Friday, April 3, 2009
The documentaries do explain why the Federal Reserve is bad, etc. But still no one evers trully examines how the hell people like Franklin, Jefferson, Madison and Jackson knew. I've heard the founding fathers were well versed in philosophy, as it is supposedly apparent in their writings. Well, I'm a philosophy student, although still only an undergrad, and I have never read any philosophical text that talked about banking. So I was still confused.
Today, however while trying to find a link to the six part video Credit as a Public Utility, I found this quote:
"The most hated sort [of wealth getting], and with the greatest reason, is usury, which makes a gain out of money itself and not from the natural object of it. For money was intended to be used in exchange but not to increase at interest. And this term interest [tokos], which means the birth of money from money, is applied to the breeding of money because the offspring resembles the parent. Whereof of all modes of getting wealth, this is the most unnatural.” - AristotleAlas, an explanation! Well, at least a clue anyway. Apparently, one I have to go back very far and two into obscure and little known texts. (I have at least two works of Aristotle on my bookshelf.) Of course, I being everso curious am now wondering, "Well, how did he know?" I do enjoy trips down the rabbit hole, but apparently I have a very long way to go.
Wednesday, April 1, 2009
I am somewhat hostile towards the Republican party, which I acknowledge to be in err. Bush and Cheney certainly make it easy, but my hostility does not extend from them but rather their strong anti-abortion stance. I dislike their fiscal policies (they spend too much and at the same time give tax breaks). They argue for limited government, but at least since the Reagen era having been increasing it. I seem to be teetering somewhere between limited government (read: libertarian; I think the GOP and I differ in distinction) and anarchy. (I rather resent the assertion, but I do hate the federal government so perhaps it was a fair assessment.) Murray Rothbard wrote a very interesting article available on LewRockwell.com about libertarian anarchism that dispels many misconceptions about anarchy and argues what it actually is; definitely an interesting read.
Now that I have gotten substantially off-topic, I seem to have found an unlikely "ally." David Vitter (R) is one of the US senators for LA. He was also very quick to reply to my emails much to my surprise. (I didn't really expect a reply from any since I assume them to be quite busy, but he was definitely the last.) He actually wrote me a personal reply in response to my email protesting the further bailout of AIG. Since then I have gotten updates about what's going on in Congress and actions he's taking, etc. The most recent headlines were:
Quite honestly, I'm impressed. I have not looked into legislation that I might be for that he's currently opposing, and thus not in the update, but I am genuinely surprised to see someone arguing against automatic pay raises for themselves. It's definitely a measure that I applaud, Vitter's definitely grown on me. I could seriously hug him for voting against the bailouts since square one.
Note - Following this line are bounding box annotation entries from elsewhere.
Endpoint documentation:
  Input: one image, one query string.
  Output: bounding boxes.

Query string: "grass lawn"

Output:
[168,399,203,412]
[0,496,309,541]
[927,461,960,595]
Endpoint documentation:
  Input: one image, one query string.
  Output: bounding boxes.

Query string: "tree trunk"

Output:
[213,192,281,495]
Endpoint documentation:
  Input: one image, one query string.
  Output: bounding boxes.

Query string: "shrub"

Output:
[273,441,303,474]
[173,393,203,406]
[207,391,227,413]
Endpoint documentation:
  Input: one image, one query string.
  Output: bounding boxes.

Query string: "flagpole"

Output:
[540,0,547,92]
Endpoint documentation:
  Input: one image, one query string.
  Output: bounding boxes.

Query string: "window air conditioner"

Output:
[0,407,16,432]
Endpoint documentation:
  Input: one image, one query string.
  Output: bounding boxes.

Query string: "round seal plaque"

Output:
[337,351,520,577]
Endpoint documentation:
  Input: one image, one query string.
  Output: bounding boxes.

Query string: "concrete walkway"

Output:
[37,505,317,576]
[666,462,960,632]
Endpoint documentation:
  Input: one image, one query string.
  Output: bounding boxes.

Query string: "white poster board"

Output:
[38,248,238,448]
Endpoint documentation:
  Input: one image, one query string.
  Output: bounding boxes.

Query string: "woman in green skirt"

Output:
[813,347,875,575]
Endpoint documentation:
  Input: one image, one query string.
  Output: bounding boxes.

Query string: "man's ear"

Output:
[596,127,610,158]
KEEPING THE HEAT ON ENDING AUTOMATIC PAY RAISES FOR CONGRESS CRITICIZING THE CORPS’ OUTFALL CANAL DECISION
PUSHING FOR AN END TO THE TROUBLED BAILOUT PROGRAM
CALLING FOR THE REAPPOINTMENT OF U.S. ATTORNEY JIM LETTEN
US Senator Landerieu (D), however did take a substantial amount of time to get back with me, especially in comparison. She replied in regards to my opposition to the increase of troops in Afghanistan and continuation of occupation of the Middle East. She had apparently voted for and continues to support the measures; much to my dismay, but at least she was very candid about it I guess. I am not a democrat, but many of my views are in line, at least they used to be anyway, with theirs so I was especially disappointed by this.
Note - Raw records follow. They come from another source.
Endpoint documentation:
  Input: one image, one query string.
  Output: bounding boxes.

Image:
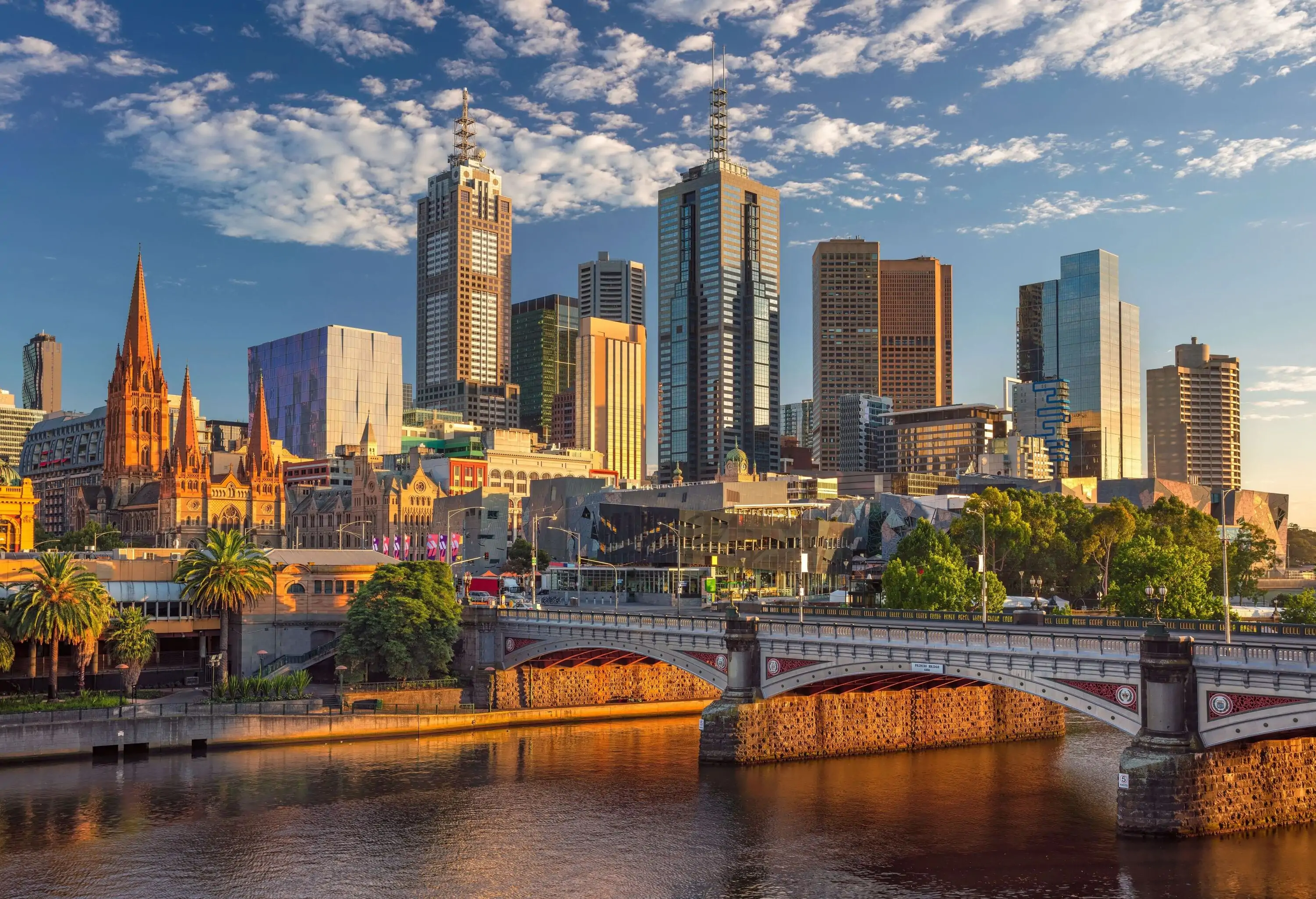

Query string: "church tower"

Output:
[158,370,211,548]
[101,253,168,506]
I think it was Aaron Russo, former governor (can't remember the state at the moment), and creator of the film America: From Freedom to Fascism, who correctly said in an interview about the film that people tend to get it wrong and play into the system by aligning themselves with one party and vehemently opposing the other instead objecting to the system itself. (While a fan of his works, Russo has criticized Michael Moore for being guilty of playing into the fold.) I was definitely guilty of this as well, but amazingly my agreement with Vitter on the issues (I still find it surprising) and the display of Obama's true colors (he's reneged on every campaign promise he made from single payer to being pro-unions to withdrawal from Iraq) has led to my realization of such.
I'm a Vitter fan? Really? I do not like Obama at all. What? This has definitely been an interesting first 100 days and shift in my political views. I find myself very distracted by all the turmoil, internally and with the global crisis, and scratching my head in disillusioned disbelief. If I had a chance to talk to my more political friends from high school, I would definitely get a resounding, "Say what?"
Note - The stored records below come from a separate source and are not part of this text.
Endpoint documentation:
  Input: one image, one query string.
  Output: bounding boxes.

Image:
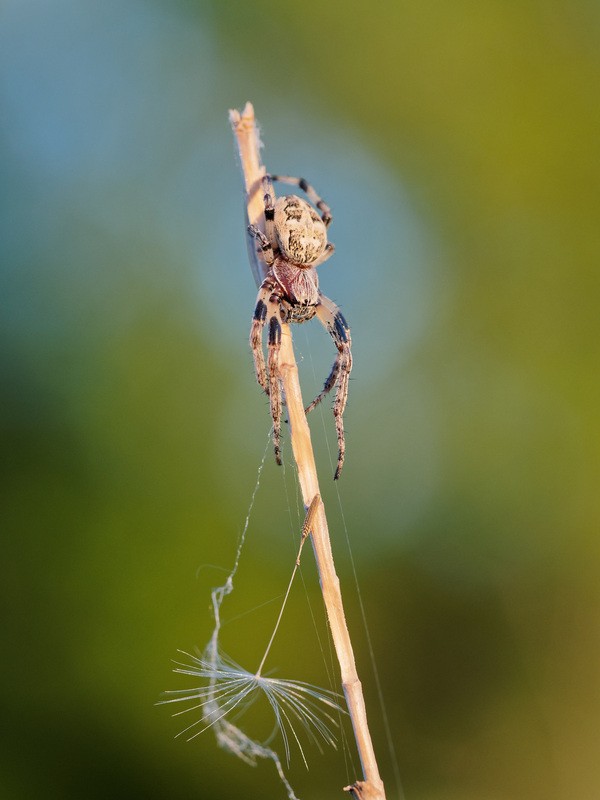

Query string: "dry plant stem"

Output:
[230,103,385,800]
But, I am not wearing a tin foil hat. Rothbard's article is a prudent reminder of the legitimatises of the alternative theory. While I was stirring in self-doubt, I forgot the most notable case of conspiracy, the JFK assassination. Many different independent groups did their own investigations, one in Louisiana that eventually led to the only criminal case on the matter (as a Louisianan a great source of pride for me), that converged to the same conclusions and they didn't agree with the Warren Commission one iota.
Rothbard points out the differences among conspiracy theorists themselves, the bad ones employ logical fallacies and assumptions based on hypothetical beneficial connections but no further research. (Sort of reminds me of yellow journalism for some reason.)
Quite recently I had an argument with a good friend who I consider to be a highly intelligent individual (physics major, 4.0, chancellor's scholarship), who "does not buy into conspiracy theories." (In his exact words.) I asked, "Wait, even with the Warren Commission?" He had no idea what I was talking about. "The congressional group that investigated the Kennedy assassination?" I get an, "Oh, okay." Sadly, the lecture began at that point and I never got to ask if he thought Oswald acted alone. Granted at the end of our brief discussion, and further chats since, I'd bet he's never heard of the Texas School Book Depository.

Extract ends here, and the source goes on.